Sample 3: Raw Feature-Barcode Matrix
File: raw_feature_bc_matrix.h5
Location: /Users/nobody/Downloads/28414916/raw_feature_bc_matrix.h5
File Size: 7.6 MB
Status: SUCCESS ✅
QC Results
Dataset Overview:
- Original: 180,440 cells × 54,950 genes
- After filtering: 152,805 cells × 1,987 genes
- Cell retention: 84.7%
- Gene retention: 3.6%
QC Metrics Identified:
- 13 mitochondrial genes (pattern:
^mt-|^MT-) - 116 ribosomal genes (pattern:
^Rp[sl]|^RP[SL]) - 12 hemoglobin genes (pattern:
^Hb[^(p)]|^HB[^(P)])
Filtering Strategy:
- MAD-based outlier detection:
- Total counts: 5 MADs
- Genes detected: 5 MADs
- Mitochondrial %: 3 MADs
- Hard mitochondrial threshold: 8%
- Gene filtering: Genes detected in <20 cells removed
Cells Filtered:
- Low counts outliers: 16,514 cells (9.15%)
- Low genes outliers: 15,731 cells (8.72%)
- High mitochondrial content: 13,665 cells (7.57%)
- Total removed: 27,635 cells (15.32%)
Quality Observations:
- Dataset had very low sequencing depth (median: 2 counts/cell)
- Many empty droplets or low-quality cells present
- Most cells detected very few genes (median: 2 genes/cell)

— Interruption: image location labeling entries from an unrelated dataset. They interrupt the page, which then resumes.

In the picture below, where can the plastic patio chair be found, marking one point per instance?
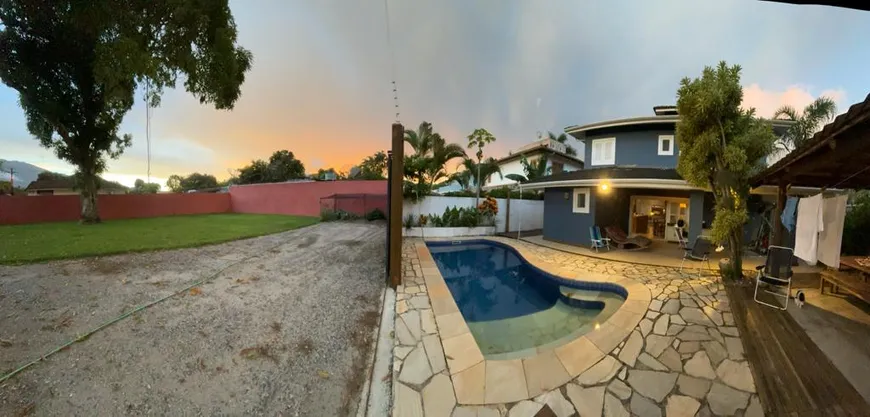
(681, 241)
(777, 272)
(597, 240)
(700, 252)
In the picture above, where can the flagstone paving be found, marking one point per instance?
(685, 358)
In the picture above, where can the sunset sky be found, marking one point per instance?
(320, 83)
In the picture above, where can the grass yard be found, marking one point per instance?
(47, 241)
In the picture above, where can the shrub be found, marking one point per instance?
(408, 221)
(515, 194)
(375, 214)
(334, 215)
(462, 193)
(488, 207)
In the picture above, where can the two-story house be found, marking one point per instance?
(558, 161)
(630, 181)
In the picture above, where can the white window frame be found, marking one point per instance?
(577, 192)
(598, 159)
(662, 139)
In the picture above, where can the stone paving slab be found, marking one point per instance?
(674, 351)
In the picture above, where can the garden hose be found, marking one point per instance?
(142, 307)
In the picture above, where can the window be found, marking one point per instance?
(604, 151)
(666, 144)
(581, 200)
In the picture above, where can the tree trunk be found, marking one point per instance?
(90, 215)
(736, 249)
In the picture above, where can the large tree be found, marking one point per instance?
(533, 170)
(77, 64)
(722, 146)
(807, 123)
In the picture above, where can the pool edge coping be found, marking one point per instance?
(471, 372)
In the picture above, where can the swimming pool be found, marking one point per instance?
(512, 308)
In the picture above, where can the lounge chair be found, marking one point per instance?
(776, 272)
(622, 240)
(699, 252)
(597, 240)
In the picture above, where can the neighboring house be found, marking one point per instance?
(630, 181)
(450, 187)
(66, 186)
(557, 161)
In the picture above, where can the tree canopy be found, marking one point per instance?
(563, 138)
(373, 167)
(533, 170)
(195, 181)
(722, 146)
(142, 187)
(77, 65)
(282, 166)
(426, 166)
(807, 123)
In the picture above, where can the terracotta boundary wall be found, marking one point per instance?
(302, 199)
(59, 208)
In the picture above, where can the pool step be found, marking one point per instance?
(581, 298)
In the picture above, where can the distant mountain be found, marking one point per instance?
(24, 173)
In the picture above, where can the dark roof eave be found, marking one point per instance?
(639, 173)
(857, 113)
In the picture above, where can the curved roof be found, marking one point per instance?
(671, 119)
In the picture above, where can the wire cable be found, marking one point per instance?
(392, 60)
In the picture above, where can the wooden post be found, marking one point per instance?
(507, 213)
(397, 174)
(777, 214)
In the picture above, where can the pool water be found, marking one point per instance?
(513, 308)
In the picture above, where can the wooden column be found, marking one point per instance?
(777, 214)
(507, 213)
(397, 170)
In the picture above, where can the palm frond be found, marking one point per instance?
(516, 177)
(788, 111)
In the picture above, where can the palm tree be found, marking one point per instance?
(442, 152)
(563, 138)
(535, 169)
(813, 117)
(426, 165)
(468, 176)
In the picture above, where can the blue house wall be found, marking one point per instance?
(637, 148)
(561, 224)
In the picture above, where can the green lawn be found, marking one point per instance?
(46, 241)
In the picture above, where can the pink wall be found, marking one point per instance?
(302, 198)
(279, 198)
(55, 208)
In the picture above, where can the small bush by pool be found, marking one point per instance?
(48, 241)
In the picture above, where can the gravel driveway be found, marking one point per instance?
(285, 329)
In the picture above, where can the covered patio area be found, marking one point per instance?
(667, 254)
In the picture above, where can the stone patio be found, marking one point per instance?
(684, 356)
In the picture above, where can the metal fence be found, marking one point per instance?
(355, 204)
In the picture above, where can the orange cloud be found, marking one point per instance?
(766, 102)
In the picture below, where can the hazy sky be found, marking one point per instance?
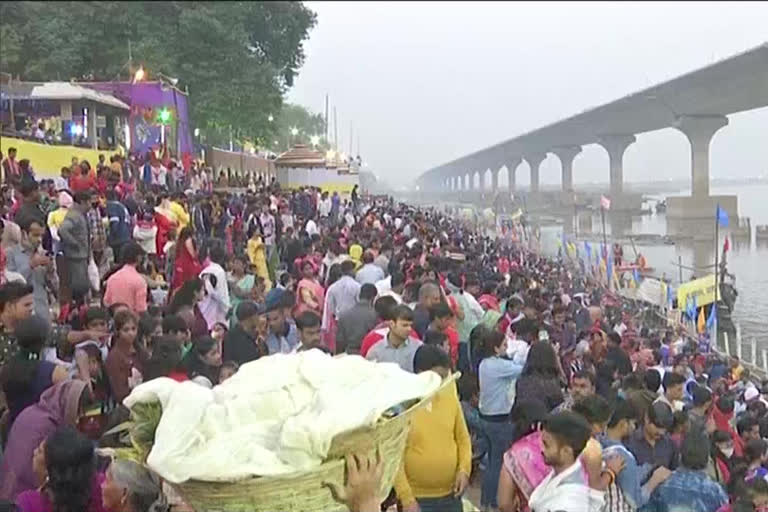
(426, 82)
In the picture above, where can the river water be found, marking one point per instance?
(747, 260)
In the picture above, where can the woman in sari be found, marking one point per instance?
(187, 266)
(166, 223)
(240, 283)
(356, 254)
(524, 467)
(310, 295)
(67, 461)
(59, 405)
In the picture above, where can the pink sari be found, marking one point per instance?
(318, 294)
(525, 464)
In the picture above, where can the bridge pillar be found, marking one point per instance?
(512, 173)
(566, 154)
(699, 130)
(616, 145)
(534, 160)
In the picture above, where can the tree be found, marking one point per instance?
(237, 59)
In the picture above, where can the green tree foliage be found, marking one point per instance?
(237, 59)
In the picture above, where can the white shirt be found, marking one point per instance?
(324, 208)
(311, 228)
(566, 491)
(216, 304)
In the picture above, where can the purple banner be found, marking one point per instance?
(151, 95)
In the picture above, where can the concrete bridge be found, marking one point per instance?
(696, 103)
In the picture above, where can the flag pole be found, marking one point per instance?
(717, 283)
(605, 242)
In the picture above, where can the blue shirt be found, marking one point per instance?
(630, 477)
(283, 344)
(496, 377)
(686, 490)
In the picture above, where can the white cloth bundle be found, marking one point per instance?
(276, 415)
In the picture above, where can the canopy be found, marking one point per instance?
(59, 91)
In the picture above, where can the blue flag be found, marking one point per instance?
(712, 316)
(690, 308)
(722, 217)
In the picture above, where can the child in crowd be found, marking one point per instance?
(227, 370)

- Aggressive gene filtering due to low detection rates
Output Files
Location: /Users/nobody/.claude/plugins/marketplaces/life-sciences/single-cell-rna-qc/raw_feature_bc_matrix_qc_results/
qc_metrics_before_filtering.png- Pre-filtering QC visualizationsqc_filtering_thresholds.png- MAD-based threshold boundariesqc_metrics_after_filtering.png- Post-filtering quality metricsraw_feature_bc_matrix_filtered.h5ad- Clean filtered dataset (15 MB)raw_feature_bc_matrix_with_qc.h5ad- Original data with QC annotations (49 MB)
Pros and Cons
- Claude will write codes to fix the issues, even though they did not solve the issue, but the code is reuseable in the future.
- Claude will give alternative solutions, although might not be the best one.
- The qc step is the very basic step for single cell analysis, and sometimes the filtered inputs already included QC, so how widely it will be used is a question.
- Will Claude skills handle more complex situations such as alignment to genome references (computationally intensive, and large reference genome are needed)?
- The Python environment conflict (Pixi vs system Python) encountered during this analysis is not an isolated incident but reflects a common challenge, so would be nice to be able to add container in the game.
- IMPORTANT: All numerical results, filtering decisions, and QC metrics reported in this analysis should be considered preliminary and require expert validation.